2.3.3 La transfiguration comme clé du mystère christique

Suite à la réflexion théologique pour établir la pleine divinité et la pleine humanité du Christ appuyé par l’expérience des Pères du désert qui se sont laissé atteindre par le divin jusque dans leur propre chair, l’événement de la transfiguration est apparu non seulement comme prémisses de la Résurrection du Christ, mais aussi comme signe de notre gloire à venir. À partir du Ve siècle, fresques, mosaïques et fêtes se multiplient peu à peu pour

souligner cette conviction (311).
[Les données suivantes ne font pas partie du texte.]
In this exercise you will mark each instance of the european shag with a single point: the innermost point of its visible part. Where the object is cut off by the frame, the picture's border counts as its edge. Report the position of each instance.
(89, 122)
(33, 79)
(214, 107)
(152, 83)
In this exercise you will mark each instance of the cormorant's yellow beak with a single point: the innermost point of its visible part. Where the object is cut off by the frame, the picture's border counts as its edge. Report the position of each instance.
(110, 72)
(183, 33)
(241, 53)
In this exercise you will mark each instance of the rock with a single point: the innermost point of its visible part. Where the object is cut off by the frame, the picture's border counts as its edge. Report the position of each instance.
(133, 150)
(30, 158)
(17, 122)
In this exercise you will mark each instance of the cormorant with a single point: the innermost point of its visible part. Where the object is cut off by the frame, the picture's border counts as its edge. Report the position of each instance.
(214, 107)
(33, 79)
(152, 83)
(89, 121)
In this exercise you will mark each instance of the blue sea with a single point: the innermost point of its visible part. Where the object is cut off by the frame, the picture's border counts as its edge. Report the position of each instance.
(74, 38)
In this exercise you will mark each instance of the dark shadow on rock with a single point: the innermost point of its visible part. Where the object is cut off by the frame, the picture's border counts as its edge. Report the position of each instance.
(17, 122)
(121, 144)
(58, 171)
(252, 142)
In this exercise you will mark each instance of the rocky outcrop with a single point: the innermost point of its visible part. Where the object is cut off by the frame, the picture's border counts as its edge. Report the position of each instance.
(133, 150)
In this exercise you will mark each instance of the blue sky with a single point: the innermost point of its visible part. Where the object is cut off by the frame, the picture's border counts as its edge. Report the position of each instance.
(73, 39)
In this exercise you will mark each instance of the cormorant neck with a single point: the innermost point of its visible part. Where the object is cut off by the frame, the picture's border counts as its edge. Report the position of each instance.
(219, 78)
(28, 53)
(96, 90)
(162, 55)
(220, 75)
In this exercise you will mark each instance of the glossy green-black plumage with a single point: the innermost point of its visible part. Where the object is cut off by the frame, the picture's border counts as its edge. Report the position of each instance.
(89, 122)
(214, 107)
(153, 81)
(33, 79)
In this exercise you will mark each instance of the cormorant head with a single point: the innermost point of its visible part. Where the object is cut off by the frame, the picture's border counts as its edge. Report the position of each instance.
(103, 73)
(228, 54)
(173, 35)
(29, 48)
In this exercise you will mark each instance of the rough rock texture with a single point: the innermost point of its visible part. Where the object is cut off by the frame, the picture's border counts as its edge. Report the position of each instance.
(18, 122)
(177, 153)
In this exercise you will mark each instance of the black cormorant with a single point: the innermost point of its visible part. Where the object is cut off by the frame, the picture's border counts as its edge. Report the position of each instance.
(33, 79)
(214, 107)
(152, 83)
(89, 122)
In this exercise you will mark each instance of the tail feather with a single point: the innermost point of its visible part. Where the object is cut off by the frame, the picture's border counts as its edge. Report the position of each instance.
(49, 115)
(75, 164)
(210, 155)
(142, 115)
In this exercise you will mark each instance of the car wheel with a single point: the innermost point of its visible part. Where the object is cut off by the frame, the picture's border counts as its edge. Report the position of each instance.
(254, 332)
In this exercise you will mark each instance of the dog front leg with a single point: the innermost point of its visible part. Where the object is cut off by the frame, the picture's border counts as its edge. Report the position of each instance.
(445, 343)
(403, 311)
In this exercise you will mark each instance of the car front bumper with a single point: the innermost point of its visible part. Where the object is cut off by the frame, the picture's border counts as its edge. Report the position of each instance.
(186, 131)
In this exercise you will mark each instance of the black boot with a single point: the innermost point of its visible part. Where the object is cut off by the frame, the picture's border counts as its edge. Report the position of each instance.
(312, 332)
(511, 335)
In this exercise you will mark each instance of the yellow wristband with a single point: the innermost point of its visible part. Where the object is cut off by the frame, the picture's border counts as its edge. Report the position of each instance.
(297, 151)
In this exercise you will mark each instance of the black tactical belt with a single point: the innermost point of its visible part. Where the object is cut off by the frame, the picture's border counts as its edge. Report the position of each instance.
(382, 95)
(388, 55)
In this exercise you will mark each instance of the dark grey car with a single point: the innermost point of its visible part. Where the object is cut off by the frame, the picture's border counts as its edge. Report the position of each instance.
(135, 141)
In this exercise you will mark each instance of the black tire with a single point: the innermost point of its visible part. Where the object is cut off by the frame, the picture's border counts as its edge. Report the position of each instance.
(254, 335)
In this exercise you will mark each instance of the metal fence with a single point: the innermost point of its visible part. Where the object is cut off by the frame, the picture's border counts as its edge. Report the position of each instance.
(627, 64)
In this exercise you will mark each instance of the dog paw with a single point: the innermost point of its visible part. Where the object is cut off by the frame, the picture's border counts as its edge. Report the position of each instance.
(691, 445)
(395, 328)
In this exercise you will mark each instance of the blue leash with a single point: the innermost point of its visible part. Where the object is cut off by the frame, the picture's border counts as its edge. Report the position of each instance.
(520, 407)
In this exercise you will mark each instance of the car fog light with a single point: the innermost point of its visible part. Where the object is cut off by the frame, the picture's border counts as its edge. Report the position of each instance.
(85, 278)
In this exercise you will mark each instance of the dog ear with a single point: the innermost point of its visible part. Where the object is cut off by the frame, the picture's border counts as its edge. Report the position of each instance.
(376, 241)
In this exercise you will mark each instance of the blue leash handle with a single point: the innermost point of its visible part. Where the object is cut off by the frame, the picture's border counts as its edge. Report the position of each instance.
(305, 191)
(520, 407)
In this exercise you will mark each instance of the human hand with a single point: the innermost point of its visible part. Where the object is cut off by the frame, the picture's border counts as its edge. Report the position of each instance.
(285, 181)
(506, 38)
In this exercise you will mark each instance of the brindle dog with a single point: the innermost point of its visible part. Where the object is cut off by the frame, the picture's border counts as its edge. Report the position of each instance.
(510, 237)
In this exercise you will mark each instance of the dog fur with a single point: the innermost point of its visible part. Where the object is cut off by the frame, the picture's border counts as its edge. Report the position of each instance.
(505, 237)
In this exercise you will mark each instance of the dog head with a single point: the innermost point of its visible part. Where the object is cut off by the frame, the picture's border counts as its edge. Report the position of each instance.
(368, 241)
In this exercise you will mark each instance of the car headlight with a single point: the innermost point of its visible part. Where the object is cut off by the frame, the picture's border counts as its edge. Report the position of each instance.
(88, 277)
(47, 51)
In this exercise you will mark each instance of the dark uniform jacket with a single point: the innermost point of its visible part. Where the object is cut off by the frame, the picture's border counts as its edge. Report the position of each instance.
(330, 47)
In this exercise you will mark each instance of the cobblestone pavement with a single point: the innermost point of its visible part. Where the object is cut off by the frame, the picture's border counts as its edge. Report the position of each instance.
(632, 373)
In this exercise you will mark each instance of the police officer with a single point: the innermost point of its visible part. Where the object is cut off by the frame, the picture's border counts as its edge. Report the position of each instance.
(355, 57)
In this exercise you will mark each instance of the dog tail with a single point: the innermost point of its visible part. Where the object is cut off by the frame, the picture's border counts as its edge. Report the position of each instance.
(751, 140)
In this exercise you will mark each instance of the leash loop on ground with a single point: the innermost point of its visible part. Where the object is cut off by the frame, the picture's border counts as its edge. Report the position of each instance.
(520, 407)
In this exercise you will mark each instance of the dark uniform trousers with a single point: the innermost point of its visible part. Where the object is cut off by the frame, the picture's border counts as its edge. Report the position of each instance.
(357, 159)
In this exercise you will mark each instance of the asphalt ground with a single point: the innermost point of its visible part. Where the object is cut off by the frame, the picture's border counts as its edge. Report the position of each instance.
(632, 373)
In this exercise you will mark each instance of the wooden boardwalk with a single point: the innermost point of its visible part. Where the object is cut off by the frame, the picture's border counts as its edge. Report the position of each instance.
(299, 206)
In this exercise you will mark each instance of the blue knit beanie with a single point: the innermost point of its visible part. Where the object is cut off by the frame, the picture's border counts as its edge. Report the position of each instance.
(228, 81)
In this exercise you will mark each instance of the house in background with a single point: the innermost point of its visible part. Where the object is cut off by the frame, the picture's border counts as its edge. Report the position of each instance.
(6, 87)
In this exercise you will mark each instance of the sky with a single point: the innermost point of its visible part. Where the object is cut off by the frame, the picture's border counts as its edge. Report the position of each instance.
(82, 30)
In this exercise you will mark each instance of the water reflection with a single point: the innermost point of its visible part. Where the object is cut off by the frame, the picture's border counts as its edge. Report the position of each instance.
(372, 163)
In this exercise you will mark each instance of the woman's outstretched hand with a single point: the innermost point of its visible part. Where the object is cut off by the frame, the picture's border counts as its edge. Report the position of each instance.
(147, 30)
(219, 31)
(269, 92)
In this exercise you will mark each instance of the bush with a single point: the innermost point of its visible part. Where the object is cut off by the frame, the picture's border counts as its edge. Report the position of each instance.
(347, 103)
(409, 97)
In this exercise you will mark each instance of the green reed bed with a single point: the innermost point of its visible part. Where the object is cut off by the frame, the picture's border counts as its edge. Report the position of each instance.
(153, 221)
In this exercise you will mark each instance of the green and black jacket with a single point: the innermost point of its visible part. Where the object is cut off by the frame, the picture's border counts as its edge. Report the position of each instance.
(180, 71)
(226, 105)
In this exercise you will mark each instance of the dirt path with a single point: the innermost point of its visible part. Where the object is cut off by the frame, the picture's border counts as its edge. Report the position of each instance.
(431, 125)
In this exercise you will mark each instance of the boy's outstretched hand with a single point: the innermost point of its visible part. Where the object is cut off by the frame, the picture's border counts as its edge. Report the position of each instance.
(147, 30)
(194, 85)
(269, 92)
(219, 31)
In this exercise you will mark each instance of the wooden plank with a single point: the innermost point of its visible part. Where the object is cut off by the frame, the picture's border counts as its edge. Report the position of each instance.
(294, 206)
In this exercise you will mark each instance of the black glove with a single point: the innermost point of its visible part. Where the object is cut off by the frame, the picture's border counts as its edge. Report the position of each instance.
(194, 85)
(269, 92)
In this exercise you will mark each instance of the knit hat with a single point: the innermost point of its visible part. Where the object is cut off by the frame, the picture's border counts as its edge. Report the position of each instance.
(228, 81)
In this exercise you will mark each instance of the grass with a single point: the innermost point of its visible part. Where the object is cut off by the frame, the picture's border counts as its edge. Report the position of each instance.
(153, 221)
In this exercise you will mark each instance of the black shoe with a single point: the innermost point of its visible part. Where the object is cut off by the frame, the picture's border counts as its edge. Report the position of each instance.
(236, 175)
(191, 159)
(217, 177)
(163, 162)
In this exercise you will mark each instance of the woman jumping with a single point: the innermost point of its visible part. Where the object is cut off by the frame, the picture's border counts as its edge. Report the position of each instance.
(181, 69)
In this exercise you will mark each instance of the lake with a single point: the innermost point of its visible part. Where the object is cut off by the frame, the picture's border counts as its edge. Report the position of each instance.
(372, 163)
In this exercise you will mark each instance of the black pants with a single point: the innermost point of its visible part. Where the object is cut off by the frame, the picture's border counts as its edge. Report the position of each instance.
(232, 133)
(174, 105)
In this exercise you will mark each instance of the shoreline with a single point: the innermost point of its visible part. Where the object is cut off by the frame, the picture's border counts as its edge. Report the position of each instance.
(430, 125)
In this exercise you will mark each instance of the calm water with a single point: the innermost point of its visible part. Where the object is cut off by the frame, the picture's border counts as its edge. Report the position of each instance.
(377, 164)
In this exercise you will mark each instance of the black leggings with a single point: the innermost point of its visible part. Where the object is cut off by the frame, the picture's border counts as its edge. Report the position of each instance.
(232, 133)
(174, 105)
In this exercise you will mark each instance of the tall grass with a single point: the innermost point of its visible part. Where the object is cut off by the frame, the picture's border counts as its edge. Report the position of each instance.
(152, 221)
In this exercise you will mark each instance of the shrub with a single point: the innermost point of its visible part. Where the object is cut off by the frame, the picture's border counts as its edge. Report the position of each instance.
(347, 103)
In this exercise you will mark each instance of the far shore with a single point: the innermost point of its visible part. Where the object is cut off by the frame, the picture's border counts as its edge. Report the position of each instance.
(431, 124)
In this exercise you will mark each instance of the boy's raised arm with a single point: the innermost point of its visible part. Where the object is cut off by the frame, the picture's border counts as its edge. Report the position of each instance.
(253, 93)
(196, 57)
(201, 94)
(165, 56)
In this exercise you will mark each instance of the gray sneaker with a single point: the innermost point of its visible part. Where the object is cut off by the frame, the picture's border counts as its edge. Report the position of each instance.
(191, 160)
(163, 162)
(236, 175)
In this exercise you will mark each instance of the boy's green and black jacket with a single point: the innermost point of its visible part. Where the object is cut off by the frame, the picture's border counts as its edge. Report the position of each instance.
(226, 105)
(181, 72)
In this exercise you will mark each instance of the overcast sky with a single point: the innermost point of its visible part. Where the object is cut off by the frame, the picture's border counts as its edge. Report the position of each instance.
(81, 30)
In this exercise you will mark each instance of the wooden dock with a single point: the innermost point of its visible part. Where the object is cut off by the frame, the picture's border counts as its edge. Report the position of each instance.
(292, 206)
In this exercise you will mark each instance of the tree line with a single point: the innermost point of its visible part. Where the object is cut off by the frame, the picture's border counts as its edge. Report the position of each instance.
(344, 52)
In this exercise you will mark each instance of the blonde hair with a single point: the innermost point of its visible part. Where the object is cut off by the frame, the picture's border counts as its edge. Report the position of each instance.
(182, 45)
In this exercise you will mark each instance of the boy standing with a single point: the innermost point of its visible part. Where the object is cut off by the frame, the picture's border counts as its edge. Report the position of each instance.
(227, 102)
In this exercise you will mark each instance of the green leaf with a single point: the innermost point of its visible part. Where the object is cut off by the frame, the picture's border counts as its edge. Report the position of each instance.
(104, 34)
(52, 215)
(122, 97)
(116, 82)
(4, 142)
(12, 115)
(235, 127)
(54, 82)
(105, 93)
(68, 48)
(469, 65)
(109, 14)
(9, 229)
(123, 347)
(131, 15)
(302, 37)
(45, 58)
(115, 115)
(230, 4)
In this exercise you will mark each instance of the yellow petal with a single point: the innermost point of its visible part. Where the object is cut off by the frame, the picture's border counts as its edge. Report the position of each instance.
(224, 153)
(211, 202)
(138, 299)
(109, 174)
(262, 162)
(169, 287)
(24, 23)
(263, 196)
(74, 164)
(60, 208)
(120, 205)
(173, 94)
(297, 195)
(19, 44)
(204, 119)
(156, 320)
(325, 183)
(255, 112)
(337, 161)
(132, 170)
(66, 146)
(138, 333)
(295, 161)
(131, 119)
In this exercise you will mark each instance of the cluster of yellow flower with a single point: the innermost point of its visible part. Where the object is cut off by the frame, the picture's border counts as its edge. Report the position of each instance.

Jean Damascène (676-749†), grand théologien de la transfiguration au XIIIe siècle, en parle en ces termes :

« Aujourd’hui a été vu ce qui est invisible aux yeux humains : un corps terrestre, rayonnant de splendeur divine, un corps mortel, versant la gloire de la divinité. Car le Verbe s’est fait chair et la chair Verbe, bien que celui-ci ne soit pas sorti de la nature divine. Ô miracle surpassant toute intelligence! Car la gloire n’est pas venue vers le corps du dehors, mais de l’intérieur, de la divinité supradivine du Verbe de Dieu, unie au corps selon l’hypostase, de manière ineffable. Comment les immiscibles sont-ils mélangés et demeurent-ils sans confusion? Comment les incompatibles concourent-ils en un seul, et ne sortent-ils pas des conditions propres de leur nature? C’est là l’action de l’union selon l’hypostase… les choses humaines deviennent celles de Dieu, et les divines celles de l’homme, par le mode de la communication mutuelle, et de l’interpénétration sans confusion de l’une dans l’autre, et de l’union extrême selon l’hypostase. Car il est un seul, celui qui est Dieu éternellement, et qui, plus tard, est devenu homme. »52

L’humanité du Christ qui jouit depuis sa création de l’influx divin par une forme de compénétration, en laisse jaillir extérieurement la gloire, à travers toute sa corporalité, à l’occasion de sa transfiguration. Mais comme le dit Damascène, elle demeure telle qu’elle a toujours été; ce sont les yeux des apôtres qui sortent de leur aveuglement et s’ouvrent à la réalité de ce qui est. Il est admis par plusieurs que si Jean l’évangéliste ne parle pas de la transfiguration dans son récit, c’est qu’il considère la gloire finale de la résurrection présente tout au long de son existence, depuis sa conception même. La croix étant pour lui l’expression par excellence de cette Vie d’amour (312-20).